Wired Intelligent Edge

last person joined: yesterday 

Bring performance and reliability to your network with the HPE Aruba Networking Core, Aggregation, and Access layer switches. Discuss the latest features and functionality of your switching devices, and find ways to improve security across your network to bring together a mobile-first solution
Back to discussions
Expand all | Collapse all

Aruba 3810 configuration problem ?

This thread has been viewed 2 times

  • 1.  Aruba 3810 configuration problem ?

    Posted Mar 22, 2017 04:21 AM
      |   view attached

    Hi,

     

    We have been looking up Aruba 3810 (16.03.0003) open flow features and we haven't found out a configuration solution for this test case.

    This is the setup of the network operating center who wants to have 1..n customer sites in near future.

    1) Customer has 1 public IP address block 123.11.2.0/24, for their site
    2) Aruba 3810 is on customer premises, installed so that the servers connecting to the switch have also public ip's from same 123.11.2.0 address block i.e vlan 345 (gateway 123.11.2.1)
    3) HP VAN SDN controller is in network operating center on site B having a public ip from another public IP address block 88.100.100.88
    4) On the Aruba 3810, the controller vlan 603 has public ip address from 123.11.2.10 address block , so that the HP VAN SDN controller can be connect to it
    5) Only one physical cable is allowed to be used between edge device and Aruba 3810 switch

     

    So the question is: how to configure Aruba 3810 so that the setup works?

     

    Is the only solution to use subnets of 123.11.20.0/24 address block?

     



  • 2.  RE: Aruba 3810 configuration problem ?
    Best Answer

    EMPLOYEE
    Posted Mar 29, 2017 04:13 AM
      |   view attached

    Hello,

     

    The SDN Controller has to be on a different subnet as the member vlans.

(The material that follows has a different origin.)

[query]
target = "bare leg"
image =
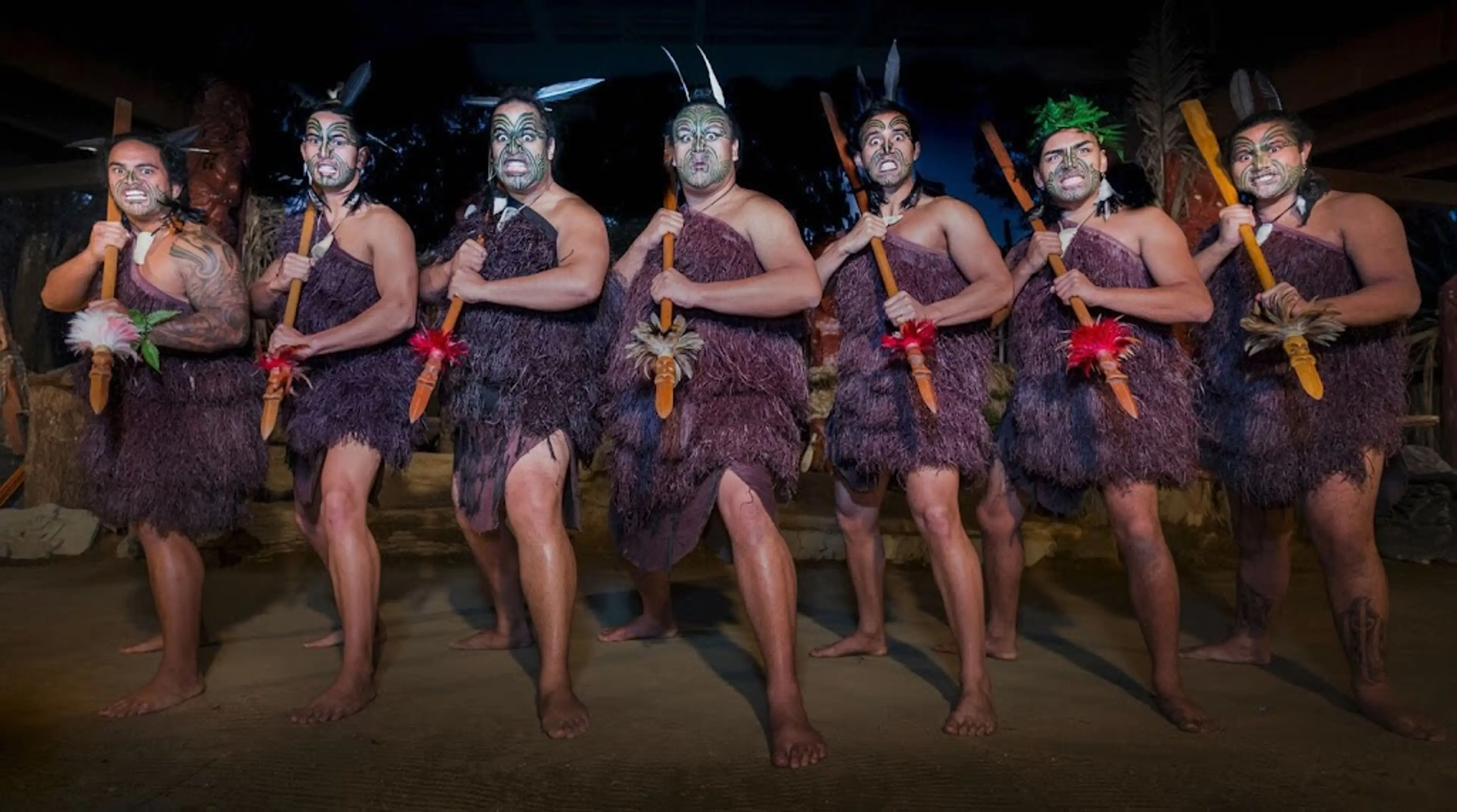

There are valid reasons to separate the controller traffic from the data. It is common practice to have a separate control plane and dataplane. This ensures that data plane performance does not interfere with control traffic. In addition, also consider the security risks. Users of that VLAN can access the controller as well because control plane and dataplane are on the same VLAN.

    This means that you have to create a VLAN for data traffic and a VLAN for control traffic. From the drawing I can see that you have a class C network, so what you can do is split up the class C. You can use a /30 on the controller VLAN and a /25 on the data VLAN. This means that you will lose 50% of your addressing space. You can potentially solve this by adding IP addresses with /26  /27 /28 /29 /30. You will still lose some IP addresses though for network/broadcast and IP address assignment to the switches of these subnets (lose 28 IP addresses). You also have to consider the additional routing for the added subnets.



  • 3.  RE: Aruba 3810 configuration problem ?

    Posted Mar 29, 2017 07:57 AM

    Hello,

     

    Yes, we know that there is a need to separtate the controller traffic from the data.

     

    Based on the documentation we also end up into same conclusion that there needs to be two separated networks as you have also drawn. The amount of product documentation is so high that it's quite easy to miss some configuration options.